With no other option, Quinn obediently stays inside the van and peers out of the window. When one group member brings Quinn food in the morning, Quinn asks if they’re there to pick up weapons, because if they are, well, they’ll never make it across the border. The man hesitates, but leaves without revealing anything. Later, Quinn sees Bibi and their host drive off, which gives him a chance to leave the van and do some recon around the house. He discovers very little: In a stack of cases, he finds gas masks. Just what exactly are these jihadis up to?
At night, Quinn finds out. Bibi and the host have returned with a van that can hold far more supplies, and when Quinn questions whether the space is for weapons, he gets knocked out, unceremoniously bound and gagged, and shoved inside the van. Bibi reveals that they’re not going to Syria after all: They’re heading back to Berlin, where those gas masks will very likely come in handy — especially as Quinn spots a large barrel of something chemical and probably deadly.
Speaking of death, Saul’s effectively — in his words — “f—ed.” With nowhere to go, he’s turned to Etai Loskin, who’s keeping him safe for now while he decides whether to defect for real. Saul says he can’t officially leave the CIA, so he should just leave the premises. Instead, he’s forced to stay inside by a guard, and later finds out why: An Israel intelligence officer (I didn’t catch her name, but she’s played by Hadar Ratzon-Rotem, who, along with Makram Khoury, the actor playing Samir, starred on Prisoners of War, the Israeli drama on which Homeland is based) visits Saul to talk about what he wants to do with Israel. “I will take you back to Dar Adal now before you cause an international incident,” she warns.
So Saul launches into his long story, telling her about the Russians blowing up General Youssef’s plane. She doesn’t dismiss the theory right away, acknowledging that the Russians have a stake in keeping Assad in power in Syria, so she gives Saul until morning to hear from his agent in the field. (Hurry, Carrie!) Too bad he ends up not even having that long to work with: Etai surprises him in the middle of the night, telling him to get up and go because Dar’s on his way to get him.

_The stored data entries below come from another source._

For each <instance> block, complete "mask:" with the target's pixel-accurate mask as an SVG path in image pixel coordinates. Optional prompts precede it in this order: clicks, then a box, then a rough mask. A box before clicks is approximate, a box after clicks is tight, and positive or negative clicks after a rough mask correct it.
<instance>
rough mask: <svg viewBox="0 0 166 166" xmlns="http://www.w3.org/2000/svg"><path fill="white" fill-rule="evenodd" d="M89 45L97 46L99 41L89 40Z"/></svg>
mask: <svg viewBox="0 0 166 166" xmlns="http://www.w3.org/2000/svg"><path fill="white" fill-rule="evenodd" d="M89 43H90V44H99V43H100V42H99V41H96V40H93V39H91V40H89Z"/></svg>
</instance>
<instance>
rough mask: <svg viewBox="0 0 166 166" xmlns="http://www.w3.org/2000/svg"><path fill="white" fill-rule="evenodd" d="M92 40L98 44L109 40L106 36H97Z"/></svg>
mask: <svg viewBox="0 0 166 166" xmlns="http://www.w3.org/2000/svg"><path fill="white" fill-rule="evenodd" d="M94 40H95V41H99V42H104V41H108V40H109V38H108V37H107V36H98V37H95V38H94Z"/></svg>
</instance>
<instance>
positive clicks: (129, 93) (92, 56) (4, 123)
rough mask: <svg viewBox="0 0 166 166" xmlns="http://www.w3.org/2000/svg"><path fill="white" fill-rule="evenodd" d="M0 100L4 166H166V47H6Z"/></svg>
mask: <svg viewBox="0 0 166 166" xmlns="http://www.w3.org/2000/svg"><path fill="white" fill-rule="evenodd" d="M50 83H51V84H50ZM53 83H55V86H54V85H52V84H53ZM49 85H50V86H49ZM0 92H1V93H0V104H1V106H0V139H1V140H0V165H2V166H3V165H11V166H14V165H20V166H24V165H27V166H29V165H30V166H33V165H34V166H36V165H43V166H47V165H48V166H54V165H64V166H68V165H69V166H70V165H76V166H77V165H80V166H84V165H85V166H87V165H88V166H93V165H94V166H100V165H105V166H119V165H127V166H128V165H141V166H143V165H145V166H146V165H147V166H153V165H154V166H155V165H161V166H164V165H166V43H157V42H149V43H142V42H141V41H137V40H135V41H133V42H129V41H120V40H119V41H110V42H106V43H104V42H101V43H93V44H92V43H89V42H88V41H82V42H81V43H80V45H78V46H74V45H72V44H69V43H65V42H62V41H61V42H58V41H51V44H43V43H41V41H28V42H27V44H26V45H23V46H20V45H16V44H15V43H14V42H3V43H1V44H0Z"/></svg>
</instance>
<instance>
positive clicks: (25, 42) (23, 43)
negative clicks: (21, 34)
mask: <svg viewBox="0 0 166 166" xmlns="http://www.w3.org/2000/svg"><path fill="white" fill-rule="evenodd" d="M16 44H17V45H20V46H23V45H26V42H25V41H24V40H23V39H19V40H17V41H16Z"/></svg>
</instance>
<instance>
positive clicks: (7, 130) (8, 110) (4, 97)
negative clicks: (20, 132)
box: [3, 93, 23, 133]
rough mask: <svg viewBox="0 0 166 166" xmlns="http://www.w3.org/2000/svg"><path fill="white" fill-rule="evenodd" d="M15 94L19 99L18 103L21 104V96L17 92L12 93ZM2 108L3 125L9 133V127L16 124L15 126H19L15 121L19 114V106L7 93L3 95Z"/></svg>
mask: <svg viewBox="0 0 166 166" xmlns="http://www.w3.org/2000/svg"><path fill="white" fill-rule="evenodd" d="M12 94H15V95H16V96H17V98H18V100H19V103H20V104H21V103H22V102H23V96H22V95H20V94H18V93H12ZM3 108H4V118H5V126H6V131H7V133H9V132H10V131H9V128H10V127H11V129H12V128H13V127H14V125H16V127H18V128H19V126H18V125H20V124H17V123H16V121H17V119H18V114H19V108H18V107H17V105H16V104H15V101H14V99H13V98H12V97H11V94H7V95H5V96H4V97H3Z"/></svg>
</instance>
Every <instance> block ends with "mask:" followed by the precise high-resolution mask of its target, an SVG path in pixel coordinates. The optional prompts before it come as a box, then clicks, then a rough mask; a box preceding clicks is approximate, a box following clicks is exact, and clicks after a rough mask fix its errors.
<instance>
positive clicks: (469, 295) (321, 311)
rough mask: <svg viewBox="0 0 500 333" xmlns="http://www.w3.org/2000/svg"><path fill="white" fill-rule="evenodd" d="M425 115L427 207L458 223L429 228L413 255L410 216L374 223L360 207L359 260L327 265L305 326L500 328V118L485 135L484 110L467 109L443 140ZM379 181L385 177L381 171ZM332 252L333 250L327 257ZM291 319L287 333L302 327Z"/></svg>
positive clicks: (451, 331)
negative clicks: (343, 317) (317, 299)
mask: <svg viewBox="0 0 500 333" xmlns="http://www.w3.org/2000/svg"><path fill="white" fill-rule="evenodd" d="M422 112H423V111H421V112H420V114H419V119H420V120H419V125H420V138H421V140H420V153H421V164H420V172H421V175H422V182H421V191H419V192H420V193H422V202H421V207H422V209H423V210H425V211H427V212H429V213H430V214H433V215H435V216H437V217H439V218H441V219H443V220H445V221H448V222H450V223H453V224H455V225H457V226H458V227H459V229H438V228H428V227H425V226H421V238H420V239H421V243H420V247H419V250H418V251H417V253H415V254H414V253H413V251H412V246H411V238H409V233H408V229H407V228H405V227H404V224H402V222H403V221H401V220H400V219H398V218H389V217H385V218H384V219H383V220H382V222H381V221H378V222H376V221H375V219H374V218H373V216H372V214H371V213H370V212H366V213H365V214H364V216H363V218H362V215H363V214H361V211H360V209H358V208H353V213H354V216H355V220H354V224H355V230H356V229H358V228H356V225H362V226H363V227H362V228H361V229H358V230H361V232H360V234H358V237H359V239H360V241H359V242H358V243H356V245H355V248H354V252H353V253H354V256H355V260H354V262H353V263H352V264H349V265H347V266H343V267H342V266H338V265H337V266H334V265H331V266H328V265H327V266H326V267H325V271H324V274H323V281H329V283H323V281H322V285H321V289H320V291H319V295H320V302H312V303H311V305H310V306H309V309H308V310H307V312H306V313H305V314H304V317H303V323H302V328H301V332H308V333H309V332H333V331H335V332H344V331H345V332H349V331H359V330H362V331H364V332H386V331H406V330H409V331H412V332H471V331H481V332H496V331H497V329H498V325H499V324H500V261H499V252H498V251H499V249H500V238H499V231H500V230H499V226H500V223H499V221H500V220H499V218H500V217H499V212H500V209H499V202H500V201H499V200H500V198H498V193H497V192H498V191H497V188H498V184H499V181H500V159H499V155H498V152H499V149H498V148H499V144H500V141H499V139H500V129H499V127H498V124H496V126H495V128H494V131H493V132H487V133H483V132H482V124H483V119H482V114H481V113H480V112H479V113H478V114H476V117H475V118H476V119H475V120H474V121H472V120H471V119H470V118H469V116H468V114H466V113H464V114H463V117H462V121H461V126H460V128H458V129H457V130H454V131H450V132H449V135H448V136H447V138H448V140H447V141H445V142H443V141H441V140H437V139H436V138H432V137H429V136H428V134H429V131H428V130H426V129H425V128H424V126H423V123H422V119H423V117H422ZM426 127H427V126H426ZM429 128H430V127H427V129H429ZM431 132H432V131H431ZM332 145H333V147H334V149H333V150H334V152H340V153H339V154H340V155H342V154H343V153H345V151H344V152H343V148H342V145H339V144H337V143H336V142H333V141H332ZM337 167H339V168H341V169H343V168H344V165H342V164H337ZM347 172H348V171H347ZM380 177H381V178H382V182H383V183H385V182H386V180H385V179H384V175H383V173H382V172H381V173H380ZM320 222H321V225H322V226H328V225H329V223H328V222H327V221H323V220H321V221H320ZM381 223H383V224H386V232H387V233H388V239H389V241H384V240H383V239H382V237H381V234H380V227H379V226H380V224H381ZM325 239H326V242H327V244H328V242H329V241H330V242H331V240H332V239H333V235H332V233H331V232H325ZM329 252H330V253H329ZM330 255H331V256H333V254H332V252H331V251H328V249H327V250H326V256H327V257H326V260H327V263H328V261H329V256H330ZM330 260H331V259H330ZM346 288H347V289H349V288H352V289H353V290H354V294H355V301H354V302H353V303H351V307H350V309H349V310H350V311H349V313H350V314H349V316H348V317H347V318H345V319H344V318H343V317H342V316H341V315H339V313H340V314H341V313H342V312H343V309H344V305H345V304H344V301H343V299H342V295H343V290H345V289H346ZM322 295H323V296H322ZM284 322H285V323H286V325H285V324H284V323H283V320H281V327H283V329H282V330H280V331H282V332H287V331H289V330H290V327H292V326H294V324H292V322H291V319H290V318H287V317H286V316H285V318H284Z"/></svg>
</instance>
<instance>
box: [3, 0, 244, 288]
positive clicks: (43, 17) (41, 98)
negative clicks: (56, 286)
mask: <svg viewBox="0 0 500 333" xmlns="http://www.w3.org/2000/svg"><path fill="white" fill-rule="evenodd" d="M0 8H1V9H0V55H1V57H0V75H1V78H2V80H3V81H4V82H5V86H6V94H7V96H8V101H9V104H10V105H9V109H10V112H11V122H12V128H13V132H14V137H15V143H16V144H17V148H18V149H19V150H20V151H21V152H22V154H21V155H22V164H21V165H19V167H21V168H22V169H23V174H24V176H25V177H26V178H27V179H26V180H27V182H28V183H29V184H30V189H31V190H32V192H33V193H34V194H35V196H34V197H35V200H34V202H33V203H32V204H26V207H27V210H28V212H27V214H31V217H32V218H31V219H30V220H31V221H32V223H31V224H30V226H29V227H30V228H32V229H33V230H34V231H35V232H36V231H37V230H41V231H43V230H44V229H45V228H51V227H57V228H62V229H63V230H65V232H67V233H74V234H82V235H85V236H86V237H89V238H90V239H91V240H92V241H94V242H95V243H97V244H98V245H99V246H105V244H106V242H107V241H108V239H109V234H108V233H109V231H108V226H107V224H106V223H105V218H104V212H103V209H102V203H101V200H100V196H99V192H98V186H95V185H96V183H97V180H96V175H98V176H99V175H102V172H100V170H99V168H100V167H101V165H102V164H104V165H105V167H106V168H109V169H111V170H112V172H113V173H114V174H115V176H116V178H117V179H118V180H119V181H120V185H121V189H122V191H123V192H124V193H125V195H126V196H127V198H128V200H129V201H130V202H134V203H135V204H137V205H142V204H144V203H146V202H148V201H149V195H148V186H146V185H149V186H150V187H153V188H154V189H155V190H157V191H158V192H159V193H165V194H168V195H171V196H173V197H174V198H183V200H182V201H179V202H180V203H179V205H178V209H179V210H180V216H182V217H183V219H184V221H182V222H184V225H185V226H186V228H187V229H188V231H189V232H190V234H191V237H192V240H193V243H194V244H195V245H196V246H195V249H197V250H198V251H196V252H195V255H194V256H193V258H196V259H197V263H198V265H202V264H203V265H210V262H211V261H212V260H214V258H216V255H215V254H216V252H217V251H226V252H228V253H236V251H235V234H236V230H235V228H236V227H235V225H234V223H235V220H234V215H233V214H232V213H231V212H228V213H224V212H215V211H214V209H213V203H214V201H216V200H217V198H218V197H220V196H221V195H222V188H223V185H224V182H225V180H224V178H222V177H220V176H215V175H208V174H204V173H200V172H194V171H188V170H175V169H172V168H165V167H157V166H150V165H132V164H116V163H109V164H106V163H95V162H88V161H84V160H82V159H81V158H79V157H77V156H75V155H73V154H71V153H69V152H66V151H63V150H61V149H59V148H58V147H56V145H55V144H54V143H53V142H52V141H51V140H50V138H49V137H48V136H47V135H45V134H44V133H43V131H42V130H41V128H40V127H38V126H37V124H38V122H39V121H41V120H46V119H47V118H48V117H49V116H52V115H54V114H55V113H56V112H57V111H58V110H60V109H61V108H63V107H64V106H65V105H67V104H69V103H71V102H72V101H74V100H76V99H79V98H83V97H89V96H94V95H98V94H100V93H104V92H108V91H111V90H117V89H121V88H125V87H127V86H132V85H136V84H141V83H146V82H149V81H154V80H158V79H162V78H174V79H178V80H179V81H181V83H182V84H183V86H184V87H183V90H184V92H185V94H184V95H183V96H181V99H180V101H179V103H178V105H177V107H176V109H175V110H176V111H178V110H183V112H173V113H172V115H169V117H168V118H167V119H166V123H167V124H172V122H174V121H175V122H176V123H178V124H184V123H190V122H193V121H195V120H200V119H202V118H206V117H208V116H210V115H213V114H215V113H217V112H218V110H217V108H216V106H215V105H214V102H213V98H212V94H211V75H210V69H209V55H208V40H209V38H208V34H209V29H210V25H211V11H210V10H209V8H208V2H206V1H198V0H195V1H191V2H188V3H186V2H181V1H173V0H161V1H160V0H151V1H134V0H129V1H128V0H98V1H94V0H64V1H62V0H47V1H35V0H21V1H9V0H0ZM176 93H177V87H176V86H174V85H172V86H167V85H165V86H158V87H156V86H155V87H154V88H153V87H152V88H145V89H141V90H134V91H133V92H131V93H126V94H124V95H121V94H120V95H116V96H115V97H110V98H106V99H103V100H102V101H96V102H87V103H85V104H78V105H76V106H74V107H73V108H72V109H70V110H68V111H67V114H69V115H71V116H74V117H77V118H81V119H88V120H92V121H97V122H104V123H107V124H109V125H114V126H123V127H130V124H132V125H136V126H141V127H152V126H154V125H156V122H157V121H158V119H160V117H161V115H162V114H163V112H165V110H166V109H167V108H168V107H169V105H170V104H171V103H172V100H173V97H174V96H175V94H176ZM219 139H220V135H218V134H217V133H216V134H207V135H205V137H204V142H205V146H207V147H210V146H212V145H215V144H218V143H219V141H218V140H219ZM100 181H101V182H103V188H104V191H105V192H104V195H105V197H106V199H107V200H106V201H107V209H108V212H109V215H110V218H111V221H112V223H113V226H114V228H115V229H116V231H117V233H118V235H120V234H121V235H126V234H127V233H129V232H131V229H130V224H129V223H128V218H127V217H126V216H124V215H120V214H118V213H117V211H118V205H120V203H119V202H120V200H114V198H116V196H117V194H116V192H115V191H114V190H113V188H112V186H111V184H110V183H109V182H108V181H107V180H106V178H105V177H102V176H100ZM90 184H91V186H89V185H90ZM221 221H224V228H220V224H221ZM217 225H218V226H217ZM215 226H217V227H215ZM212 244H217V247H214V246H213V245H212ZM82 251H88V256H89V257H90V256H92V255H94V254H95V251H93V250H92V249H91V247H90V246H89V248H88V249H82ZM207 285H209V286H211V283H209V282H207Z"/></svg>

And so Saul bolts — for where, who knows?
In fact, a ton is left up in the air at the end of the hour. Carrie’s figured out that Allison is connected through Ahmed, but it’s unclear how much she’s figured out. Quinn is once again in a ton of danger and may need more than a glib tongue to get out. Otto’s clearly cooking something up that will affect Carrie, but what that plan is has not been revealed. And as for Allison? She probably thinks she’s safe, but how long will she have before news arrives that Carrie got to Ahmed’s laptop and may have figured everything out? On the bright side, at least Miranda Otto got a passable wig in the flashbacks, which also spared us more of Carrie’s raggedy brown one:
…Look, with Quinn, Saul, and Carrie in danger, I’ll take any positives I can get.